Historical Marker

WPA Projects at Kyle School

Historical marker location:
Kyle, Texas
( Blanco and Nance streets)
Marker installed: 2007

Public education in the Kyle area dates to the Texas Constitution of 1876 and its establishment of a statewide free school system. Under this legislation, school trustees D.A. Barbee, D.J.B. Barbee and Captain Fergus Kyle founded the Summit School that same year one mile northwest of Kyle. In 1877 the nearby Blanco Chapel School first held classes, and the two schools soon consolidated as Independence Hall. Citizens moved the Independence Hall schoolhouse to this site in 1890, marking the beginning of the Kyle Public Free School.

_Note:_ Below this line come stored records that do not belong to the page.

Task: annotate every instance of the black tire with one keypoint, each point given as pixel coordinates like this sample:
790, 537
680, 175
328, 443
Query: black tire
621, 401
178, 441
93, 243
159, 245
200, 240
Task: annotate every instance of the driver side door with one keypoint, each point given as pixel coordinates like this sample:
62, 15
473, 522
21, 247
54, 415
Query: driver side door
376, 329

The school grew steadily with the town, adding facilities to the campus, and by the 1930s the school board applied to the federal government for construction funds for a combination auditorium/gymnasium and a home economics cottage. Through the Works Progress Administration (WPA), a New Deal agency active during the Great Depression, the U.S. government paid for about three-fourths of the cost, while Kyle voters approved a bond issue in February 1935 to fund the remainder. Work on the project began in January 1936, giving jobs to 29 men, and also resulting in general improvements to the school grounds and athletic fields. Voters approved additional bonds to complete the project in September 1936, and supplemental WPA funding helped pay for a new main classroom building in 1938.

The WPA buildings at the Kyle campus, crafted by local labor and built of locally quarried limestone, have served since their construction as educational facilities and social centers. Kyle merged with other county schools in 1967 to form the Hays Consolidated Independent School District. (2007).